The good feelings, however, didn’t last the entire hearing. Full committee chairman Rep. Darrell Issa (R-CA) was more critical of the administration than Lankford, calling the spending data "useless." Several members of the subcommittee were miffed that Daniel Werfel, the head of OMB’s Office of Federal Financial Management, asked to be on a panel by himself, citing an apparent long-standing precedent. The subcommittee’s vice-chair, Rep. Mike Kelly (R-PA), was particularly incensed, saying it betrayed the administration’s transparency rhetoric.
Eventually, the subcommittee got around to debating actual policies. With Sunlight Foundation executive director Ellen Miller as one of the witnesses, the conversation quickly focused on spending transparency and data quality. Subcommittee members used research from Sunlight to press two of the other witnesses, chief information officers (CIOs) from the departments of Agriculture and Education, on USAspending.gov data quality. Kaitlin Lee over at Sunlight has a pretty good rundown of two of the more contentious issues debated during the hearing, school lunch block grants and student loans. Sadly, the hearing provided little in the way of new details from the administration, with the CIOs simply saying that the administration is making unprecedented strides in spending transparency, and that their data isn’t as bad as Sunlight suggested.
In a more positive note, towards the end of the hearing, the subcommittee’s ranking member, Rep. Gerry Connolly (D-VA), brought up tax expenditure transparency.

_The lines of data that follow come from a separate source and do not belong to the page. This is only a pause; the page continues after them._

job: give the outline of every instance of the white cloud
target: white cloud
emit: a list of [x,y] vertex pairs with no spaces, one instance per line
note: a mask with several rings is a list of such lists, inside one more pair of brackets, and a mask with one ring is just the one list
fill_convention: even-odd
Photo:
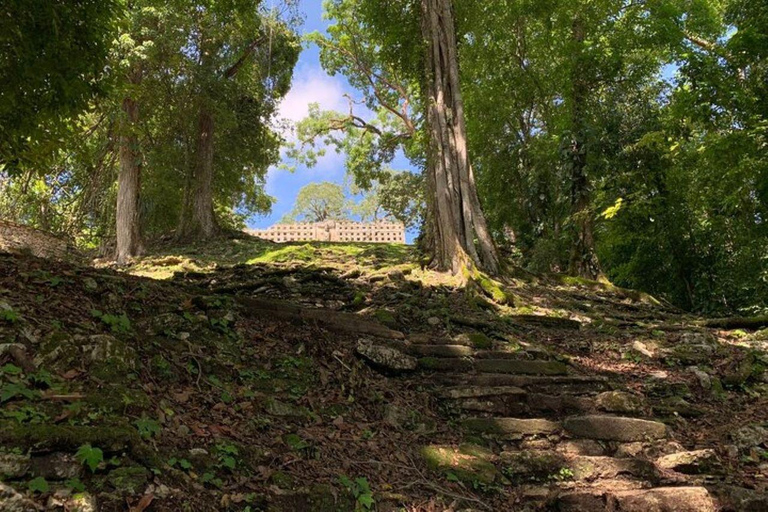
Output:
[[301,121],[309,114],[309,105],[318,103],[321,110],[344,111],[347,100],[344,98],[344,83],[328,76],[320,68],[310,68],[297,73],[293,86],[279,107],[279,117],[293,123]]

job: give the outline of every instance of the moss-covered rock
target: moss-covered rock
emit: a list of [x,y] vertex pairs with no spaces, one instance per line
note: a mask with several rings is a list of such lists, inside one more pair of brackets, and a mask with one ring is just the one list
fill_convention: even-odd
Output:
[[513,483],[544,481],[565,466],[564,457],[552,451],[505,452],[502,471]]
[[107,453],[142,445],[136,429],[129,426],[85,427],[71,425],[20,425],[0,422],[0,445],[23,451],[75,451],[90,443]]
[[135,495],[144,491],[149,472],[140,466],[128,466],[110,471],[107,481],[120,494]]
[[434,471],[450,474],[466,483],[492,484],[500,474],[491,462],[493,453],[476,445],[425,446],[421,455]]

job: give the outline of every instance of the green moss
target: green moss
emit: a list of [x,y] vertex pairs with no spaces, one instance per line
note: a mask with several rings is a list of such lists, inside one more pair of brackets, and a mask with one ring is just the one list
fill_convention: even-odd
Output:
[[391,312],[385,309],[377,309],[373,315],[376,317],[376,320],[387,327],[397,327],[397,319]]
[[140,466],[117,468],[107,475],[107,481],[121,494],[141,493],[149,481],[149,472]]
[[136,429],[127,425],[84,427],[19,425],[0,422],[0,445],[38,451],[74,451],[90,443],[108,453],[142,446]]
[[491,338],[481,332],[473,332],[467,334],[472,346],[480,350],[488,350],[493,347],[493,341]]
[[493,454],[480,446],[425,446],[421,455],[433,471],[445,473],[469,484],[489,485],[499,477],[496,466],[489,460]]

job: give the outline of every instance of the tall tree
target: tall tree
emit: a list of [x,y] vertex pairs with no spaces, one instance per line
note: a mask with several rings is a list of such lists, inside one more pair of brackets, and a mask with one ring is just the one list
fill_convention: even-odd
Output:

Saying “I don’t think we pay enough attention up here to tax expenditures,” Connolly correctly pointed out that they are a “real life spending item by any other name” and should be tracked. He asked Werfel what OMB was doing to make sure the federal government “shed enough light on tax expenditures and their relationship to the deficit.” Werfel dodged the question, saying he first needed to talk with Internal Revenue Service, but in a show of bipartisan support, Lankford chimed in, saying it’s important to have transparency in this area. With tax expenditures consuming a trillion dollars a year, we couldn’t agree more, and look forward to Congress and the administration working together on tax expenditure transparency.